Closed ireneisdoomed closed 1 year ago
The Trainer
class accepts models coming from 2 different inputs: a pretrained model from transformers
, or a Pytorch module.
I am trying to plug in the classifier class implemented by Olesya to my trainer. However, I am getting an error at the moment: RuntimeError: mat1 and mat2 shapes cannot be multiplied (32x17 and 768x50)
Note that I have tweaked it a little bit, especially the line that defines the last hidden layer to remove CLS
tokens.
This is the code:
config = {
"hidden_layer_size": 768,
"classifier_intermediate_layer_size": 50,
"classifier_layer_size": 17,
}
def tokenize(batch):
"""Tokenises the text and creates a numpy array with its assigned labels."""
encoding = tokenizer(batch["text"], max_length=177, padding="max_length", truncation=True)
labels_batch = {k: batch[k] for k in batch.keys() if k in labels}
labels_matrix = np.zeros((len(batch["text"]), len(labels)))
for idx, label in enumerate(labels):
labels_matrix[:, idx] = labels_batch[label]
encoding["labels"] = labels_matrix.tolist()
return encoding
class BertClassifier(nn.Module):
"""Bert Model for the multi label classification task."""
def __init__(self, config, freeze_bert=False):
"""
@param bert: a BertModel object
@param classifier: a torch.nn.Module classifier
@param freeze_bert (bool): Set `False` to fine_tune the Bert model
"""
super(BertClassifier,self).__init__()
self.bert = AutoModelForSequenceClassification.from_pretrained(
"bert-base-uncased",
problem_type="multi_label_classification",
num_labels=len(config["labels"]),
id2label=config["id2label"],
label2id=config["label2id"],
)
self.classifier = nn.Sequential(
nn.Linear(config["hidden_layer_size"], config["classifier_intermediate_layer_size"]),
nn.ReLU(),
nn.Linear(config["classifier_intermediate_layer_size"], config["classifier_layer_size"]))
self.sigmoid = nn.Sigmoid()
# Freeze the Bert Model
if freeze_bert:
for param in self.bert.parameters():
param.requires_grad = False
def forward(self,input_ids,attention_mask):
"""
Feed input to BERT and the classifier to compute logits.
@param input_ids (torch.Tensor): an input tensor with shape (batch_size,
max_length)
@param attention_mask (torch.Tensor): a tensor that hold attention mask
information with shape (batch_size, max_length)
@return logits (torch.Tensor): an output tensor with shape (batch_size,
num_labels)
"""
outputs = self.bert(input_ids=input_ids,
attention_mask = attention_mask)
# Extract the last hidden state of the token `[CLS]` for classification task
print(outputs.keys())
# Feed input to classifier to compute logits
logit = self.classifier(outputs["logits"])
return logit
class MultilabelTrainer(Trainer):
def compute_loss(self, model, inputs, return_outputs=False):
"""
Custom loss function calculation using BCEWithLogitsLoss, it returns the loss and the outputs if the
return_outputs flag is set to True
This function is used during training, evaluation, and prediction; specifically every time a batch is processed.

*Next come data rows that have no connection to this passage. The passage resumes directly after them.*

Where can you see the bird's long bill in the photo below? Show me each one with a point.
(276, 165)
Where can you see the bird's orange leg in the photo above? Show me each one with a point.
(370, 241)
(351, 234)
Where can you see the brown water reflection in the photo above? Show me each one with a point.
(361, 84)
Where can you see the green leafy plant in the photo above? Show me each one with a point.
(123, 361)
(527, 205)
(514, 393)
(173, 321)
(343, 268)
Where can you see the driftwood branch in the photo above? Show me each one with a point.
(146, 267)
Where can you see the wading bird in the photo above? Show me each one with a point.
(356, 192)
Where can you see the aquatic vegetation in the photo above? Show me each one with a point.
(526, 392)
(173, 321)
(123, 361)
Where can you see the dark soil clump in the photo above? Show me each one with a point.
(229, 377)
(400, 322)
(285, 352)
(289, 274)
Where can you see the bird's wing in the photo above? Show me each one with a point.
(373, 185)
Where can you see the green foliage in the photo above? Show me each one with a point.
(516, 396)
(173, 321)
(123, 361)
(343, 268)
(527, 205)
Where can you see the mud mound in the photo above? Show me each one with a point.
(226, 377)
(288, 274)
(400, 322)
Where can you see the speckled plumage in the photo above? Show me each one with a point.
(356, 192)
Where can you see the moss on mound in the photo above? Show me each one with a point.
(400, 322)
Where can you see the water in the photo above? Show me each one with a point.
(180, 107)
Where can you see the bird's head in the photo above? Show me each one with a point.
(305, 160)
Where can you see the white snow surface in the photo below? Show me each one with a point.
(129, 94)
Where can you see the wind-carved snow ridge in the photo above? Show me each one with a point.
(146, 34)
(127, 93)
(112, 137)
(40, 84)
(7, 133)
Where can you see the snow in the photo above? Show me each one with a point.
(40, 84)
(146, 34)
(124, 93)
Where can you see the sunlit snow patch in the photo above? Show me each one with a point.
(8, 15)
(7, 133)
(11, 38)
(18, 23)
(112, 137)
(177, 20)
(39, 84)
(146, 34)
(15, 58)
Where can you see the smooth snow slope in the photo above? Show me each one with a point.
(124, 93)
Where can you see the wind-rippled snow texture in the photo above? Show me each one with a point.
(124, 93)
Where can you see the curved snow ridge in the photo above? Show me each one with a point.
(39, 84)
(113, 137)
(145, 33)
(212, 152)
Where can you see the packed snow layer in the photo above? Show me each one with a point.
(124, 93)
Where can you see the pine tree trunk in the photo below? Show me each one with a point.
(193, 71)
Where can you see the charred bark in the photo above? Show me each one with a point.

The default loss function is here https://github.com/huggingface/transformers/blob/820c46a707ddd033975bc3b0549eea200e64c7da/src/transformers/trainer.py#L2561
Args:
model: the model we're training
inputs: a dictionary of input tensors
return_outputs: if True, the loss and the model outputs are returned. If False, only the loss is
returned. Defaults to False
Returns:
The loss and the outputs of the model.
"""
# forward pass
outputs = model(**inputs)
logits = outputs.logits
# compute custom loss
loss_fct = torch.nn.BCEWithLogitsLoss()
loss = loss_fct(logits.view(-1, self.model.config.num_labels),
labels.float().view(-1, self.model.config.num_labels))
return (loss, outputs) if return_outputs else loss
I think this is nearly it! I looked at the source code for the Classifier in Transformers, and it was a matter of adding the layers to the self.classifier
attribute.
class CustomBertClassifier(AutoModelForSequenceClassification):
def __init__(self, num_labels, id2label, label2id):
super().__init__()
self.bert = AutoModelForSequenceClassification.from_pretrained(
"bert-base-uncased",
problem_type="multi_label_classification",
num_labels=num_labels,
id2label=id2label,
label2id=label2id,
)
self.classifier = nn.Sequential(
nn.Linear(768, 50),
nn.ReLU(),
nn.Linear(50, 17)
)
I was having problems with the above forward
method, because the Tensors had diff shapes.
The head of the model has one layer by default, going from 768 neurons (hidden state) to 17 (number of classes).
This is not exactly what it was initially implemented, having 3 layers as a head consisting of: Linear (768, 50), ReLU, Linear (50, 17)
I need to write a custom classifier class to include this.